La force de la fiction pour mettre en valeur notre mère Nature
Développer le culturel durable

Les fées s'inscrivent dans une permanence, un respect dans ses pratiques (de l'environnement, de l'humain), une pensée globale, une philosophie : L'artiste fait partie du paysage local, il le met en valeur avec son regard forcément insolite et poétique. Il est une alternative et un allié, un fou et un sage, surprenant et attachant, il invite à l'imagination et à la réflexion. Il transmet et explore avec.

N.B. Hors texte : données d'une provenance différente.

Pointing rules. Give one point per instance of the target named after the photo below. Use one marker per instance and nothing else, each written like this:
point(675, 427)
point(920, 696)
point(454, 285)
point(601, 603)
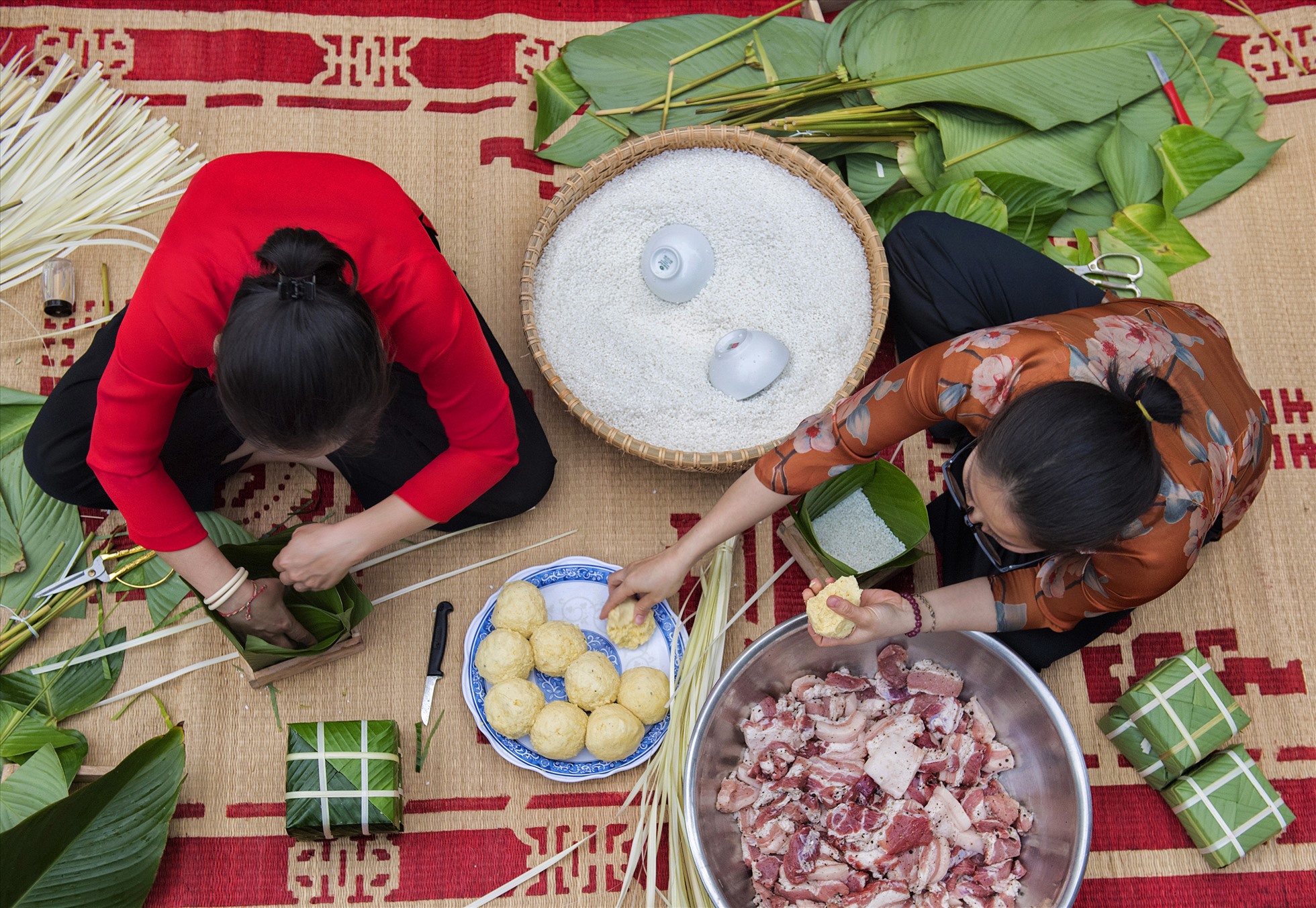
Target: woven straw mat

Pour cela, on fait appel au personnage de la fée, pour son pouvoir de ré-enchantement : La fée est un personnage fort, ancestral, universel. Bienveillante ou malicieuse, visible à ceux qui savent voir, elle est présente dans de nombreuses traditions.

Fée, le mot, vient de Fatum, le destin. Celui qui ne croit plus aux fées ne croit plus en son propre destin.
Le hêtre, arbre magnifique pouvant atteindre 35 mètres, à l'essence si dense, un arbre qui aime beaucoup la communauté.
Le jeu de mot était trop beau: "hêtre ou ne pas hêtre" !

On prend racine et on s'accroche aux branches de l'(h)être. Les fées font partie du Petit Peuple, gardien de mère Nature et habitent (dit-on) à proximité des arbres.

Les fées au pluriel car le collectif, les complicités, c'est précieux pour réaliser des enchantements.
 
Les fées de l’hêtre, les fées de l’être, l’effet de l’être, l’effet de lettres... un infini de possibles.

Les fées de l'(h)être mettent en avant des projets novateurs et participatifs. Leur créativité peut s'exprimer à travers un festival annuel, des ateliers et des stages ponctuels ainsi qu'avec des spectacles vivants de préférence 'hors les murs' (dans des lieux autres qu'une salle de spectacle).